Softening Law Implementation

Softening Law Implementation

It is easy to add new softening laws, although not clear if that change would be much different then using the softening laws already available. As explained in Ref. ^[1], the addition of a softening only requires code to return:

      [math]\displaystyle{ f(\delta,s), \quad f'(\delta,s), \quad A(\delta,s), \quad{\rm and}\quad\max\bigl(-f'(\delta,s)\bigr) }[/math]

One internal calculation is to evolve damage. That calculation can be done from the above softening law properties by solving the discrete differential equation^[1]

      [math]\displaystyle{ d\varepsilon = d\delta + \varepsilon_0 \bigl(f(\delta+d\delta,s) - f(\delta,s)\bigr) }[/math]

where [math]\displaystyle{ d\delta }[/math] is a maximum cracking strain increment associated with strain increment [math]\displaystyle{ d\varepsilon }[/math] during damage evolution. The task is to solve for [math]\displaystyle{ d\delta }[/math], which represents the evolution of damage in the current time step. The generic softening law code solves this equation using Newton's method with bracketing. The initial brackets are:

      [math]\displaystyle{ d\varepsilon \le d\delta \le d\varepsilon + \varepsilon_0f(\delta,s) }[/math]

The lower limit is found because the second term is less than or equal to zero for monotonic softening. The upper limit is if failure occurs such that [math]\displaystyle{ f(\delta+d\delta,s)=0 }[/math]. If [math]\displaystyle{ d\delta_n }[/math] is the Newton's method sequence approaching the solution, the next increment by Newton's method is derived to be:

      [math]\displaystyle{ d\delta_{n+1} = d\delta - {{d\delta-d\varepsilon\over \varepsilon_0f(\delta,s)} + {f(\delta+d\delta,s)\over f(\delta,s)}-1\over {1\over \varepsilon_0f(\delta,s)} + {f'(\delta+d\delta,s)\over f(\delta,s)}} }[/math]

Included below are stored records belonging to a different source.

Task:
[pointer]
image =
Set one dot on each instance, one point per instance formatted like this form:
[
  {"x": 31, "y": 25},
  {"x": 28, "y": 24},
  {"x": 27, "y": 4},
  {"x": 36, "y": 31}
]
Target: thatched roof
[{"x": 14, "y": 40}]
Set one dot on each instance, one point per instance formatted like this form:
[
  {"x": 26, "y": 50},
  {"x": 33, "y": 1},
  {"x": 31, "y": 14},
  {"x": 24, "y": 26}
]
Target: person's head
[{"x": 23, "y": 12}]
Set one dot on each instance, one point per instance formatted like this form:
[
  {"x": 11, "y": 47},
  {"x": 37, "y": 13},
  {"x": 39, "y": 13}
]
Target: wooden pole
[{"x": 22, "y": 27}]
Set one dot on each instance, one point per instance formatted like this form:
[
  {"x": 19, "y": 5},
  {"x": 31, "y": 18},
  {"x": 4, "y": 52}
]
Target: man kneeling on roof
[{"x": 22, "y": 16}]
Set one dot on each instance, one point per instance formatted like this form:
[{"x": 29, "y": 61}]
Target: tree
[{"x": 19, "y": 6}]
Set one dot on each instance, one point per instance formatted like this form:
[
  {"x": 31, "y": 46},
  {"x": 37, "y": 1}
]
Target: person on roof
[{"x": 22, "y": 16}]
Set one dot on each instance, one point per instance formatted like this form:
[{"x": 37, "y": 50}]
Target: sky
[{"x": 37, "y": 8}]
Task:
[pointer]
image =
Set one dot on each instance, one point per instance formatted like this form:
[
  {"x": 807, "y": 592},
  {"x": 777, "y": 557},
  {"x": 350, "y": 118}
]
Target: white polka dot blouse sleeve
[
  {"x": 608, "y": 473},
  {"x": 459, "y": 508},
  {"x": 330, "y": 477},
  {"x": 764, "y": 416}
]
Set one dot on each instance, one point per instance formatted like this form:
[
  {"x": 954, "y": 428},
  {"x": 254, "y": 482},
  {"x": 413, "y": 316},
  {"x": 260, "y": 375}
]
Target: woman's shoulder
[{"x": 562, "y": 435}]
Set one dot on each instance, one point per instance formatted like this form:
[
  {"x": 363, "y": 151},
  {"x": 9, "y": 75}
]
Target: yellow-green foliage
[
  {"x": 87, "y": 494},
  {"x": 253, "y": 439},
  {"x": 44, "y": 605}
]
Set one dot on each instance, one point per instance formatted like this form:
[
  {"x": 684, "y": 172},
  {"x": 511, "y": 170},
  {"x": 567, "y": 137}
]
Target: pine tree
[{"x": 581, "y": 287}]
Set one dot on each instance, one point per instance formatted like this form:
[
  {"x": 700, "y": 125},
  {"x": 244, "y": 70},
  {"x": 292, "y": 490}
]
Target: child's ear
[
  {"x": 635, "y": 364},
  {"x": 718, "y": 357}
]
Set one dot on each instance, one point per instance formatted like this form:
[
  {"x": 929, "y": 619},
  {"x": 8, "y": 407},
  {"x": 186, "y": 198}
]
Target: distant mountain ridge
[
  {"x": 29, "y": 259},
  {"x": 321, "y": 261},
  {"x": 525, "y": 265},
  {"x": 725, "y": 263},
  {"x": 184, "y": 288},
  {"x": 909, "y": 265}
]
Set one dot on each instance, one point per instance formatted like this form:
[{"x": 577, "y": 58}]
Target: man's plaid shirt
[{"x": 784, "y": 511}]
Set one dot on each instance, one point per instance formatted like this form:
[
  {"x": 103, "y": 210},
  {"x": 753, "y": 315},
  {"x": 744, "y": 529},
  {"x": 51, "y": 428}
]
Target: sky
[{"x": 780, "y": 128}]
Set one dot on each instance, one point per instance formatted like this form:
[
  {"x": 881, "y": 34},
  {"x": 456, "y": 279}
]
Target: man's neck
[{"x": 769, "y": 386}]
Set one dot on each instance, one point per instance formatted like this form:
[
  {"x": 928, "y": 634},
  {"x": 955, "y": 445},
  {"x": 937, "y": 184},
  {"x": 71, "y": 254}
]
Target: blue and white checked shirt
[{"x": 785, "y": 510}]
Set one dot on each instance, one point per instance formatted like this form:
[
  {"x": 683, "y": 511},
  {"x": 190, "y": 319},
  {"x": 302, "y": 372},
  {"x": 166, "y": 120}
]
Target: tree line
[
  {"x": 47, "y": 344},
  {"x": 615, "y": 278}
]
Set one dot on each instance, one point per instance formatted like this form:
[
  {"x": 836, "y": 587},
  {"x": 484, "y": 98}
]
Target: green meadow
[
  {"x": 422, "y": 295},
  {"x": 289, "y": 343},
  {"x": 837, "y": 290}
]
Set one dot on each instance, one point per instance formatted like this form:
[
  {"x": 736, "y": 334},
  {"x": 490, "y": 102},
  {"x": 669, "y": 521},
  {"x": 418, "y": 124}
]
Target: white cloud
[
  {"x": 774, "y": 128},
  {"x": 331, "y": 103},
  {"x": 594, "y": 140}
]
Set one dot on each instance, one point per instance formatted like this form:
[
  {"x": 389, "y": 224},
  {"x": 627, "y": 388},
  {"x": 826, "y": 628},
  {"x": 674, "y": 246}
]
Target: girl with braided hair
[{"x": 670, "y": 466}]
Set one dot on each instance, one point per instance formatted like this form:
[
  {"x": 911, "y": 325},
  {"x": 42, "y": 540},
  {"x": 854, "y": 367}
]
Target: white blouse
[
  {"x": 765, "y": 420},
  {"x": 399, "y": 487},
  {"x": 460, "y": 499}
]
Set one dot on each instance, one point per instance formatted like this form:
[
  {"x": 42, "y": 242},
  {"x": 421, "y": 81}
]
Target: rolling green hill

When the next increment is outside the current brackets, a custom bracketing calculation is used to make the solution always stable. Although generic code can solve this differential equation for any softening law with provided properties listed above, some softening laws may have more efficient solutions. For example Linear Softening can exactly solve the differential equation without needing Newton's method and Exponential Softening can express the solution in terms of branch zero of the Lambert W function for real arguments (although evaluation of that function needs a numerical method). Any new softening laws can override generic functions for Newton's method if they have a more efficient approach.